Story 3: Bitch (directed by Simon Rumley) is probably the "best" or least most well written story. It details a highly dysfunctional relationship between an attractive but EXTREMELY domineering woman and her boyfriend, a wimpy "nice guy". About the nicest thing his girlfriend does to him is humiliatingly (and openly) cuckold him in their own bed. Believe me she did worse to him. Much worse. But of course every dog has its day, now doesn't it.

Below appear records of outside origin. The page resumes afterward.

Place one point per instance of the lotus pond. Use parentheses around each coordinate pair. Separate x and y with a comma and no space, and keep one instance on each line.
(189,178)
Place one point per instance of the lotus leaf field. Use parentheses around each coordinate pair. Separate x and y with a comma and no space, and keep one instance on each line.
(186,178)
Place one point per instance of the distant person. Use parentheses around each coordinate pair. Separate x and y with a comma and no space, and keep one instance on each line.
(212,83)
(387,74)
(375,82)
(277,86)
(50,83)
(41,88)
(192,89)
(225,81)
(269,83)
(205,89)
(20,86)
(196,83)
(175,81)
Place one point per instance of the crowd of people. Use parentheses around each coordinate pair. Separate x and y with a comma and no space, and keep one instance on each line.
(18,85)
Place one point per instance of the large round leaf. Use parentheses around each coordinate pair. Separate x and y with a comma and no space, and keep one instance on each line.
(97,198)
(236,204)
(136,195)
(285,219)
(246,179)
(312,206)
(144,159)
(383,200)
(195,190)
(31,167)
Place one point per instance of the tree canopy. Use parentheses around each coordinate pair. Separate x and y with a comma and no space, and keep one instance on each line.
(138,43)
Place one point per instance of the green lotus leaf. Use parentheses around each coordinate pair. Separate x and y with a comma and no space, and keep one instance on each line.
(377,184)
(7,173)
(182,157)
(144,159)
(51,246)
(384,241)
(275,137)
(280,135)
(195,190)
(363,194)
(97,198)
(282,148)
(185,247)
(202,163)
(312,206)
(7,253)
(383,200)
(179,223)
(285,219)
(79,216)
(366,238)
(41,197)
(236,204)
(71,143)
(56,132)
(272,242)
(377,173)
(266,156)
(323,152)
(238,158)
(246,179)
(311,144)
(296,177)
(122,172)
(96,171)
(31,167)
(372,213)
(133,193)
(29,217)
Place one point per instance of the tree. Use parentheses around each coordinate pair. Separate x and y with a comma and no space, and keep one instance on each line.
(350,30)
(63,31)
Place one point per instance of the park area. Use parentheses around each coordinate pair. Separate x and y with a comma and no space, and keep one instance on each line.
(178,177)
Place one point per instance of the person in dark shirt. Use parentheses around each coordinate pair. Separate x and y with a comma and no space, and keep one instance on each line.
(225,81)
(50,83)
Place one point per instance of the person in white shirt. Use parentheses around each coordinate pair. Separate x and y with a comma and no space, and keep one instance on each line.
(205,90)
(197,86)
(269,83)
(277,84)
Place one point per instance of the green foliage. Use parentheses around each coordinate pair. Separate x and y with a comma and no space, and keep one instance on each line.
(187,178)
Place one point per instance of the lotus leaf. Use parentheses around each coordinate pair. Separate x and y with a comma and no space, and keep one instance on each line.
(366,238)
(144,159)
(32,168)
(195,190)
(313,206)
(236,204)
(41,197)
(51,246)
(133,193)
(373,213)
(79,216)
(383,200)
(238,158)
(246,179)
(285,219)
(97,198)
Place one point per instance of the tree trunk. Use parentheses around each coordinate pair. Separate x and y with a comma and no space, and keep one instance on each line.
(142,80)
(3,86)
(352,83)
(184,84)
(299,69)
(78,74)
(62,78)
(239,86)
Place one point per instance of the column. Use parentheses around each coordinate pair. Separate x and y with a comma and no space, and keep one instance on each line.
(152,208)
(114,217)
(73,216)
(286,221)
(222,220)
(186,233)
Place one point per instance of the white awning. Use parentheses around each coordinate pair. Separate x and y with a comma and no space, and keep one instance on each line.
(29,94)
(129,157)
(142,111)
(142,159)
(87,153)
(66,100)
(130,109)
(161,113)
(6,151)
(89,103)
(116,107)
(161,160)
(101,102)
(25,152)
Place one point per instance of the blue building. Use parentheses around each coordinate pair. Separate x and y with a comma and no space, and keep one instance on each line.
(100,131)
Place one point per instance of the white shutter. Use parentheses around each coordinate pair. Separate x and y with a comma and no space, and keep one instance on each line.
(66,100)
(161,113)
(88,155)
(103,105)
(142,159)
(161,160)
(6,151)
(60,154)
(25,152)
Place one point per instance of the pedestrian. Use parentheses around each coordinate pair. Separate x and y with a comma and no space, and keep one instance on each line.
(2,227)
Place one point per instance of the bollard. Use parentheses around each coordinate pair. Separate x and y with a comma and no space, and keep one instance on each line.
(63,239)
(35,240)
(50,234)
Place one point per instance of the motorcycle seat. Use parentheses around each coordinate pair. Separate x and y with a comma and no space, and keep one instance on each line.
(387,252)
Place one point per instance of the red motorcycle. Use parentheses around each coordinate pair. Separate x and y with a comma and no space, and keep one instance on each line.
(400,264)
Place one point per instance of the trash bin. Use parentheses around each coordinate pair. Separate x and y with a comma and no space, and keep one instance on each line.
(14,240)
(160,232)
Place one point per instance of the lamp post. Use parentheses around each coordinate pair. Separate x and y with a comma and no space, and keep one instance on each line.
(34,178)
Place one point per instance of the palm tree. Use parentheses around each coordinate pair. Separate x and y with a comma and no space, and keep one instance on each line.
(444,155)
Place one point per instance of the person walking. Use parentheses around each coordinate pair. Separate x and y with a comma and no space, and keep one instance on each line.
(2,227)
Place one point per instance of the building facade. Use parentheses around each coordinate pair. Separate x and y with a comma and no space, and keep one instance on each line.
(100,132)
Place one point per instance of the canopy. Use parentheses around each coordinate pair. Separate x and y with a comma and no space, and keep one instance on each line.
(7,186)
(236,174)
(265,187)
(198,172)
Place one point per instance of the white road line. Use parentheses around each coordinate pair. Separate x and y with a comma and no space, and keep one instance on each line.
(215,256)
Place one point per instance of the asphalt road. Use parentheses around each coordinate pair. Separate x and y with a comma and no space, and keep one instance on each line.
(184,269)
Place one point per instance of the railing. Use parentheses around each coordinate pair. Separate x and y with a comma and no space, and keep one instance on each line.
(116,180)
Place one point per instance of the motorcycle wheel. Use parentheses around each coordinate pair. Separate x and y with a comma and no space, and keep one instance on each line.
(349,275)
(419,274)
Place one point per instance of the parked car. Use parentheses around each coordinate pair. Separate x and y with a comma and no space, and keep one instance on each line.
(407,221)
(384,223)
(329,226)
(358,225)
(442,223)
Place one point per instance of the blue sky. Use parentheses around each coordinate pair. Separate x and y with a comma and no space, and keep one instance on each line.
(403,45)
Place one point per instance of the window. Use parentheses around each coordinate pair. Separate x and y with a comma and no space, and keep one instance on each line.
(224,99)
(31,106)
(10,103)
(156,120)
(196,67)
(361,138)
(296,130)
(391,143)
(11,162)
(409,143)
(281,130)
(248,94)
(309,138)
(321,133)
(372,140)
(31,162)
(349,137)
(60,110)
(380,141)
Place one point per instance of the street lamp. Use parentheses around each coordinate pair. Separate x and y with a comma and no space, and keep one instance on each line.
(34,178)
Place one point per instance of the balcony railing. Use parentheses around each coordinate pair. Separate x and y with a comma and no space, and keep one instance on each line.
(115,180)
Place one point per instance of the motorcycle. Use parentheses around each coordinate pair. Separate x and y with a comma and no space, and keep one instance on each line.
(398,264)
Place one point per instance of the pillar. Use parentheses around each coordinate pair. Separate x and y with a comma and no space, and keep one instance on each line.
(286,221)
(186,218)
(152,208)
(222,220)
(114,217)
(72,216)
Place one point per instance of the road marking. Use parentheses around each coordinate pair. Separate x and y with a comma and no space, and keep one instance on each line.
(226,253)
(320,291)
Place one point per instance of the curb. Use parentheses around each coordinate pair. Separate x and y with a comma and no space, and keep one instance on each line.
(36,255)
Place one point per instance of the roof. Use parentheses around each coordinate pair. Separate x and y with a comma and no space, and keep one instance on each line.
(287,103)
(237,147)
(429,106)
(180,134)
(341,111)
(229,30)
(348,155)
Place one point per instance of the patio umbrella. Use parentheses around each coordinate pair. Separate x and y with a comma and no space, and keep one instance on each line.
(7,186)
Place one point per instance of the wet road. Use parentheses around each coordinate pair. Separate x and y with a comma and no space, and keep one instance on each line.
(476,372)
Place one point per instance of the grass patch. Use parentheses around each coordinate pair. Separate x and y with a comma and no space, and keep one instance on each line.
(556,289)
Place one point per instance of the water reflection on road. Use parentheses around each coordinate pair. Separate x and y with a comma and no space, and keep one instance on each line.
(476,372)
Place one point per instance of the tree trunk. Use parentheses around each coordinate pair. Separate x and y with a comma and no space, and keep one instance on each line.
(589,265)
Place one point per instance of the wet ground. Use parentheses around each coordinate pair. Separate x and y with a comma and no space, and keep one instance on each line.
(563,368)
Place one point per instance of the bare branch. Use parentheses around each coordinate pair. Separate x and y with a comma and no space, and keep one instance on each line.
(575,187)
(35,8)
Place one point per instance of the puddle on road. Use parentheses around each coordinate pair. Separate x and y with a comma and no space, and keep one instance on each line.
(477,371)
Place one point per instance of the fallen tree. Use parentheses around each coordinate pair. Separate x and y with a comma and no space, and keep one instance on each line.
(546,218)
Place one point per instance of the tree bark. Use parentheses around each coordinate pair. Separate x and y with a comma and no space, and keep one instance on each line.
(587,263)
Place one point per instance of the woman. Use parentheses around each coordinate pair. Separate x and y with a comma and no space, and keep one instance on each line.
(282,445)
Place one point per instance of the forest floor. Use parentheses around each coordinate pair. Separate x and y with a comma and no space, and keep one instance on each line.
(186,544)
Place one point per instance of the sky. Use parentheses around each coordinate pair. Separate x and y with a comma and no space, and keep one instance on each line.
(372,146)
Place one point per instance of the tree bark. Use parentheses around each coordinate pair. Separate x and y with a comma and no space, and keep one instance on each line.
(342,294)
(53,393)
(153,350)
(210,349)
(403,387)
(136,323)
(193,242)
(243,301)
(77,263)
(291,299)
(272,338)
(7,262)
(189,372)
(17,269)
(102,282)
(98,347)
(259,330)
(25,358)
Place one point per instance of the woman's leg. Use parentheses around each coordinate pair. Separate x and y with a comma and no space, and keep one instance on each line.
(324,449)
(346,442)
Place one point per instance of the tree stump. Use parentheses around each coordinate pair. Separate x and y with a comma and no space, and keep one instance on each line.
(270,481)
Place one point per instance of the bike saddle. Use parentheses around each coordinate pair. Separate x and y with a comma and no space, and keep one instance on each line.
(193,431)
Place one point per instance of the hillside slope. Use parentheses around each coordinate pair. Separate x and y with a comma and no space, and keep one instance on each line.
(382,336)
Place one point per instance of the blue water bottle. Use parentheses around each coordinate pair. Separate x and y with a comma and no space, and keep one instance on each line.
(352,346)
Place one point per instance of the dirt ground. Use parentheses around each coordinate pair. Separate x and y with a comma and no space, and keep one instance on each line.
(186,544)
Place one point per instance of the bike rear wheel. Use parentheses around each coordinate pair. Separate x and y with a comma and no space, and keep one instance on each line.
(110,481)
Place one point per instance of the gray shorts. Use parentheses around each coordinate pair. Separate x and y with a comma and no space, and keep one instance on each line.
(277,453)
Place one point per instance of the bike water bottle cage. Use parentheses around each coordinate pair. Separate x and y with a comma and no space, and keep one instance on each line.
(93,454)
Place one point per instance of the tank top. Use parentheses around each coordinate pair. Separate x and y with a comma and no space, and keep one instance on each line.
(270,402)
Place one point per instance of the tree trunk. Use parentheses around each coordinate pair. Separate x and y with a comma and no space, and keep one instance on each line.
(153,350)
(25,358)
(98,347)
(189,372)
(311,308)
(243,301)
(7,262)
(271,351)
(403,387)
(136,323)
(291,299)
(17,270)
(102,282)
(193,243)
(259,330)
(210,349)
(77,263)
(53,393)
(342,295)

ALL of these stories are EXTREMELY EXPLICIT (the movie is unrated) and physically or emotionally brutalizing. Both men and women are shown in very ugly ways. There is male and female nudity. This is not for the casual horror fan. Although it wasn't akin to the bloody mess of the Hostel or Saw movies it was in that neighborhood. If you can tolerate that sort of movie you could watch it. It wasn't really my cup of tea though I must admit Story 3 was quite well written and paced. It has a 7 minute wordless climax (no NOT that kind) that stays with the viewer for a while. The music was good too. Story 3 dealt with the unpleasant truth that good or bad, people respond to strength. And with either dogs or people it is much easier to correct bad behavior when it first starts than if you let it go on. But really I felt I needed a shower after this movie to wash off the ugliness. If I had read honest reviews I wouldn't have watched this film. So I hope this review is honest. Your tastes may differ, though. If you want to temporarily venture somewhere depraved, this is the movie for you. All three shorts are shot in a dark murky swamp of blue and gray lighting with occasional blasts of stark daylight. Sound is good. The dialogue is understandable for the non UK resident, which is occasionally a problem for me with UK accents.